= Karl Ernst Ranke =

Karl Ernst Ranke (29 January 1870 in Munich - 9 November 1926 in Munich) was a German internist, pediatrician and pulmonologist known for his research of tuberculosis. He was the son of anthropologist Johannes Ranke (1836–1916).

In 1896 he received his medical doctorate from the Ludwig-Maximilians-Universität München, then spent the following year as an assistant to his uncle, Heinrich von Ranke (1830–1909), at the pediatric clinic of the Ludwig-Maximilians-Universität München. Afterwards, he was in charge of an anthropological research expedition to Brazil. Following his return to Germany, he spent two additional years as an assistant in the pediatric clinic, then relocated to Arosa, Switzerland, where he worked as a doctor in a tuberculosis sanatorium.

In 1906, he returned to the Ludwig-Maximilians-Universität München, where he practiced pediatrics, and specialized in diseases of the lung. In 1915, he earned his habilitation in internal medicine at the Ludwig-Maximilians-Universität München, and in 1921 became an associate professor. At the Ludwig-Maximilians-Universität München, he was director of the Fürsorgestelle für Lungenkranke. During the last decade of his life, he immersed himself in the philosophy of Immanuel Kant.

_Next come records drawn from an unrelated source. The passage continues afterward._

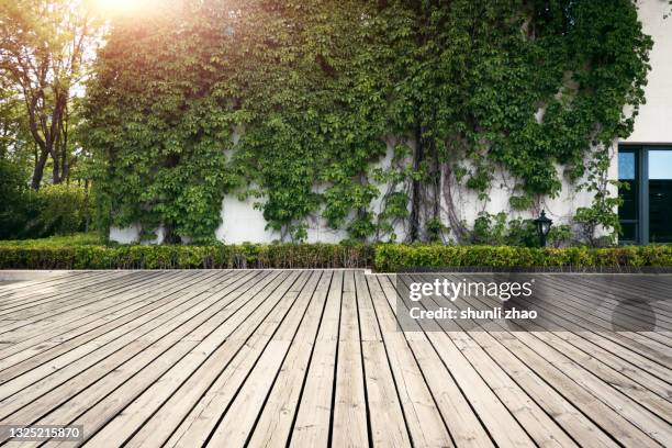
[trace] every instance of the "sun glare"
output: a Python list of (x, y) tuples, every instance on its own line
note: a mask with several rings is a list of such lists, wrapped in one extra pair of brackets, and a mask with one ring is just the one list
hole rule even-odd
[(117, 15), (137, 12), (146, 1), (144, 0), (97, 0), (98, 9), (104, 14)]

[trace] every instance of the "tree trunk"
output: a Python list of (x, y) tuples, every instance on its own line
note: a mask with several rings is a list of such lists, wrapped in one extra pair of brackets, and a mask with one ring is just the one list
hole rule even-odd
[(33, 171), (33, 180), (31, 181), (31, 188), (35, 191), (40, 190), (40, 184), (44, 177), (44, 166), (46, 165), (48, 155), (49, 153), (47, 150), (42, 149), (35, 160), (35, 170)]
[[(423, 133), (419, 124), (415, 128), (415, 150), (413, 152), (413, 171), (414, 175), (419, 171), (424, 158)], [(422, 202), (422, 181), (417, 176), (413, 177), (411, 192), (411, 228), (408, 238), (411, 242), (416, 242), (419, 238), (421, 226), (421, 202)]]

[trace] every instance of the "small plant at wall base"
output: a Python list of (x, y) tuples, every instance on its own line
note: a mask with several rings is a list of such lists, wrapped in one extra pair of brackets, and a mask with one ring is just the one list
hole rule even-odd
[(104, 226), (205, 242), (239, 193), (285, 240), (320, 216), (357, 240), (403, 224), (411, 240), (480, 242), (458, 190), (486, 203), (502, 171), (502, 213), (585, 182), (582, 238), (618, 231), (603, 148), (632, 131), (652, 45), (634, 1), (170, 4), (113, 23), (89, 85)]

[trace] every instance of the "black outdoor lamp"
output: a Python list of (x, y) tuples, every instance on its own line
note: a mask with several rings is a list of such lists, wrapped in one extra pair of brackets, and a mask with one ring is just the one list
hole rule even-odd
[(535, 220), (535, 224), (537, 225), (537, 234), (539, 235), (539, 244), (541, 247), (546, 247), (546, 237), (548, 236), (552, 223), (552, 220), (546, 217), (546, 212), (544, 210), (541, 210), (541, 215)]

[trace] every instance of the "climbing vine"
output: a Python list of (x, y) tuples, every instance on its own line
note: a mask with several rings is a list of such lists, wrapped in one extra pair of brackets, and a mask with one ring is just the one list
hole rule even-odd
[(109, 225), (169, 240), (212, 238), (237, 193), (283, 239), (322, 220), (472, 242), (457, 192), (486, 202), (506, 172), (509, 210), (568, 181), (594, 193), (592, 231), (617, 231), (604, 154), (632, 130), (650, 48), (631, 0), (167, 1), (100, 54), (97, 198)]

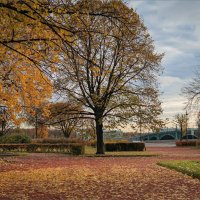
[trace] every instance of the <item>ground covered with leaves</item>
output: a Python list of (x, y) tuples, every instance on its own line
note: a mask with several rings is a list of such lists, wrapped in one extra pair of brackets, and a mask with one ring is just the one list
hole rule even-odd
[(200, 181), (157, 165), (200, 161), (200, 150), (149, 147), (157, 156), (73, 157), (28, 154), (0, 157), (0, 199), (200, 200)]

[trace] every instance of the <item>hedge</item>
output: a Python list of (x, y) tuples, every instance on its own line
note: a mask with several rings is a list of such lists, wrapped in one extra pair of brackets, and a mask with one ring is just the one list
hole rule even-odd
[(105, 144), (105, 151), (144, 151), (145, 143), (144, 142), (113, 142)]
[(32, 139), (32, 143), (42, 143), (42, 144), (72, 144), (72, 143), (82, 143), (81, 140), (76, 138), (38, 138)]
[(0, 144), (22, 144), (31, 143), (31, 138), (22, 134), (11, 134), (0, 137)]
[(181, 146), (197, 146), (200, 145), (200, 141), (176, 141), (176, 146), (181, 147)]
[(29, 153), (67, 153), (84, 154), (84, 145), (79, 144), (0, 144), (0, 151), (17, 151)]

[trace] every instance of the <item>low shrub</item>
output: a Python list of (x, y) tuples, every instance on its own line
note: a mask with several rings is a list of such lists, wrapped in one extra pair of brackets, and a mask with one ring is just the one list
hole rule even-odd
[(72, 143), (82, 143), (81, 140), (76, 138), (38, 138), (33, 139), (32, 143), (42, 143), (42, 144), (72, 144)]
[(118, 143), (106, 143), (105, 151), (144, 151), (145, 143), (137, 142), (118, 142)]
[(84, 154), (85, 147), (78, 144), (0, 144), (0, 151), (81, 155)]
[(31, 143), (31, 138), (23, 134), (11, 134), (0, 137), (1, 144), (23, 144)]
[(169, 169), (182, 172), (193, 178), (200, 179), (200, 162), (191, 161), (191, 160), (170, 160), (170, 161), (161, 161), (157, 163), (162, 167), (167, 167)]
[(197, 146), (200, 145), (200, 141), (190, 141), (190, 140), (182, 140), (182, 141), (176, 141), (176, 146), (180, 147), (180, 146)]

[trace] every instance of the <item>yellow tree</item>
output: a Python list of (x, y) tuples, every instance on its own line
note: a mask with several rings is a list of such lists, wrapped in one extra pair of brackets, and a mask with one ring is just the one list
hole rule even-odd
[[(68, 20), (82, 31), (60, 54), (56, 86), (95, 120), (97, 153), (103, 154), (103, 124), (135, 123), (138, 107), (154, 111), (146, 114), (149, 122), (162, 112), (156, 84), (162, 55), (140, 17), (122, 1), (84, 0), (76, 6), (85, 15)], [(111, 17), (90, 15), (103, 12)]]
[(8, 120), (19, 125), (26, 120), (24, 113), (35, 115), (35, 108), (51, 98), (52, 83), (17, 53), (7, 52), (4, 58), (0, 68), (0, 105), (7, 107)]

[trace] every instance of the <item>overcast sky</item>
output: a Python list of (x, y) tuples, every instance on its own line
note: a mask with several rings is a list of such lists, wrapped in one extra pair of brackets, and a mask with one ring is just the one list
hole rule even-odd
[(163, 117), (172, 120), (185, 112), (181, 88), (200, 68), (200, 0), (129, 0), (128, 4), (144, 21), (156, 50), (165, 53), (161, 100)]

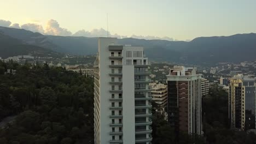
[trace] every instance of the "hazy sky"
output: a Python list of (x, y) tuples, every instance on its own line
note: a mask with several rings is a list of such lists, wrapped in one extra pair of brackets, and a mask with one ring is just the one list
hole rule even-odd
[(0, 19), (36, 23), (53, 19), (74, 33), (103, 28), (121, 35), (197, 37), (256, 32), (255, 0), (0, 0)]

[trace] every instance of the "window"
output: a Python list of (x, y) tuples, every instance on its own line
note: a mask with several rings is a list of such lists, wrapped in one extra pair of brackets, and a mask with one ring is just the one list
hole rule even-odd
[(133, 51), (133, 57), (142, 57), (142, 52), (141, 51)]
[(132, 57), (131, 51), (126, 51), (126, 57)]
[(126, 65), (132, 65), (131, 59), (126, 59)]
[(137, 64), (137, 60), (136, 59), (133, 59), (133, 64), (134, 65)]

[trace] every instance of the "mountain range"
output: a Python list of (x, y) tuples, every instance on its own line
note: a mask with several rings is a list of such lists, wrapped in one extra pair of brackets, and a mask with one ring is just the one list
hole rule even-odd
[[(96, 54), (97, 51), (97, 38), (44, 35), (4, 27), (0, 27), (0, 34), (14, 41), (60, 53), (88, 55)], [(124, 38), (118, 39), (118, 43), (143, 46), (147, 56), (159, 61), (200, 64), (256, 60), (255, 33), (199, 37), (189, 42)], [(0, 47), (3, 47), (2, 43)]]

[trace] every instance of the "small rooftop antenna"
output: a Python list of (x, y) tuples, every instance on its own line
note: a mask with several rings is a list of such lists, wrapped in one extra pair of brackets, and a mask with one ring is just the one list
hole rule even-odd
[(108, 14), (107, 13), (107, 35), (108, 35), (108, 38), (109, 38), (108, 37)]

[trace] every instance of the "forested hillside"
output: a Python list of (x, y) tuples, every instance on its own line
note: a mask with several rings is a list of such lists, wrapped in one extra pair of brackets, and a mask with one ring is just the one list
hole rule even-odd
[[(31, 68), (32, 67), (32, 68)], [(15, 74), (4, 75), (7, 69)], [(47, 64), (0, 61), (0, 143), (92, 143), (93, 81)]]

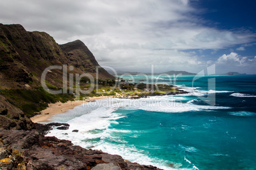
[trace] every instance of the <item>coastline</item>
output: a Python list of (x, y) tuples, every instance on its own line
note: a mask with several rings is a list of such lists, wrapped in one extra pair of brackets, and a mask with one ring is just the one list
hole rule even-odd
[(113, 96), (94, 96), (85, 100), (68, 101), (66, 103), (59, 101), (55, 103), (50, 103), (46, 109), (41, 110), (39, 114), (31, 117), (30, 119), (34, 123), (48, 122), (50, 122), (48, 119), (53, 115), (66, 112), (69, 109), (73, 109), (76, 106), (94, 101), (95, 100), (108, 98), (113, 98)]
[[(143, 94), (143, 95), (137, 95), (136, 96), (125, 96), (121, 95), (118, 98), (130, 98), (130, 99), (137, 99), (140, 98), (145, 98), (146, 96), (163, 96), (163, 95), (174, 95), (176, 94), (183, 94), (183, 93), (188, 93), (187, 91), (184, 91), (183, 90), (179, 90), (178, 92), (168, 92), (166, 93), (152, 93), (152, 94)], [(34, 123), (40, 123), (40, 122), (48, 122), (50, 121), (48, 120), (50, 117), (53, 116), (53, 115), (64, 113), (67, 112), (69, 109), (73, 109), (75, 107), (82, 105), (83, 103), (87, 103), (90, 101), (93, 101), (95, 100), (102, 99), (102, 98), (113, 98), (113, 96), (94, 96), (90, 97), (88, 99), (85, 100), (75, 100), (75, 101), (68, 101), (66, 103), (61, 103), (60, 101), (57, 102), (55, 103), (50, 103), (48, 107), (41, 110), (39, 114), (35, 115), (33, 117), (31, 117), (30, 119)]]

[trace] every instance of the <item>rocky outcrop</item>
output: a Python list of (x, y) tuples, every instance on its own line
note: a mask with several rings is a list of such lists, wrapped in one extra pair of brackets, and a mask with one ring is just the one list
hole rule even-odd
[(80, 69), (85, 72), (89, 73), (96, 73), (96, 67), (98, 67), (101, 78), (114, 78), (100, 67), (94, 55), (81, 41), (76, 40), (73, 42), (60, 45), (60, 47), (68, 56), (69, 63), (75, 67)]
[[(101, 150), (83, 148), (69, 141), (45, 137), (36, 129), (2, 129), (0, 137), (1, 158), (6, 159), (0, 160), (0, 167), (8, 165), (8, 169), (22, 166), (27, 169), (159, 169)], [(1, 164), (4, 160), (8, 164)]]
[[(22, 88), (24, 84), (40, 85), (43, 70), (51, 65), (73, 65), (73, 74), (85, 72), (96, 75), (99, 64), (94, 56), (80, 41), (59, 45), (47, 33), (27, 32), (19, 24), (0, 23), (0, 86)], [(62, 70), (55, 69), (47, 74), (47, 81), (62, 86)], [(99, 78), (113, 77), (103, 68)], [(59, 81), (56, 81), (59, 80)]]

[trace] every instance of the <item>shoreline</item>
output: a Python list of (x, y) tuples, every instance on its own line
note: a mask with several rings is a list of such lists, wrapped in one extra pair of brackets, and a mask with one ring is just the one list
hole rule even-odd
[(49, 122), (50, 121), (48, 120), (48, 119), (53, 115), (66, 112), (69, 109), (73, 109), (75, 107), (94, 101), (95, 100), (109, 98), (113, 98), (113, 96), (94, 96), (90, 97), (89, 99), (85, 100), (68, 101), (66, 103), (58, 101), (55, 103), (50, 103), (46, 109), (40, 111), (39, 114), (31, 117), (30, 119), (34, 123)]
[[(174, 95), (176, 94), (183, 94), (188, 93), (187, 91), (183, 90), (178, 90), (179, 92), (169, 92), (166, 93), (152, 93), (152, 94), (143, 94), (143, 95), (137, 95), (136, 96), (120, 96), (119, 98), (130, 98), (130, 99), (138, 99), (140, 98), (145, 98), (147, 96), (163, 96), (163, 95)], [(87, 103), (90, 101), (94, 101), (95, 100), (102, 99), (102, 98), (114, 98), (113, 96), (94, 96), (89, 97), (88, 99), (85, 100), (75, 100), (75, 101), (68, 101), (66, 103), (61, 103), (58, 101), (55, 103), (50, 103), (48, 107), (39, 112), (39, 114), (35, 115), (31, 117), (30, 119), (34, 123), (40, 123), (40, 122), (49, 122), (50, 118), (53, 115), (57, 114), (61, 114), (67, 112), (69, 109), (73, 109), (75, 107), (81, 105), (83, 103)]]

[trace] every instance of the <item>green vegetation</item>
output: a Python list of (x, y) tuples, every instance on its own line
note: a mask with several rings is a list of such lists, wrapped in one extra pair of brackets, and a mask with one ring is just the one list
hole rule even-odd
[(59, 101), (64, 103), (68, 100), (74, 100), (71, 94), (53, 95), (47, 93), (42, 88), (36, 90), (1, 90), (0, 94), (29, 117), (32, 116), (35, 112), (45, 109), (48, 103), (55, 103)]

He is remembered for introducing the hypothesis that lung tuberculosis develops in three stages — referred to as Ranke Dreistadienlehre (also known as "Ranke's stages of tuberculosis"). His name is also associated with the so-called "Ranke complex", defined as a combination of late fibrocalcific lesions of the lung and lymph node that evolve from the Ghon complex.

== Selected works ==
- Über die Einwirkung des Tropenklimas auf die Ernährung des Menschen, auf Grund von versuchen im tropischen und subtropischen Südamerika, 1900 - On the influence of a tropical climate on human nutrition, etc.
- Anthropologische Beobachtungen aus Zentralbrasilien, 1906 - Anthropological observations in central Brazil.
- Die Kategorien des Lebendigen; eine Fortführung der Kant'schen Erkenntniskritik, 1928 - The categories of living; a continuation of the Kantian epistemology
- Ausgewählte Schriften zur Tuberkulose-pathologie, 1928 (with Walter Pagel) - Selected writings on tuberculosis pathology.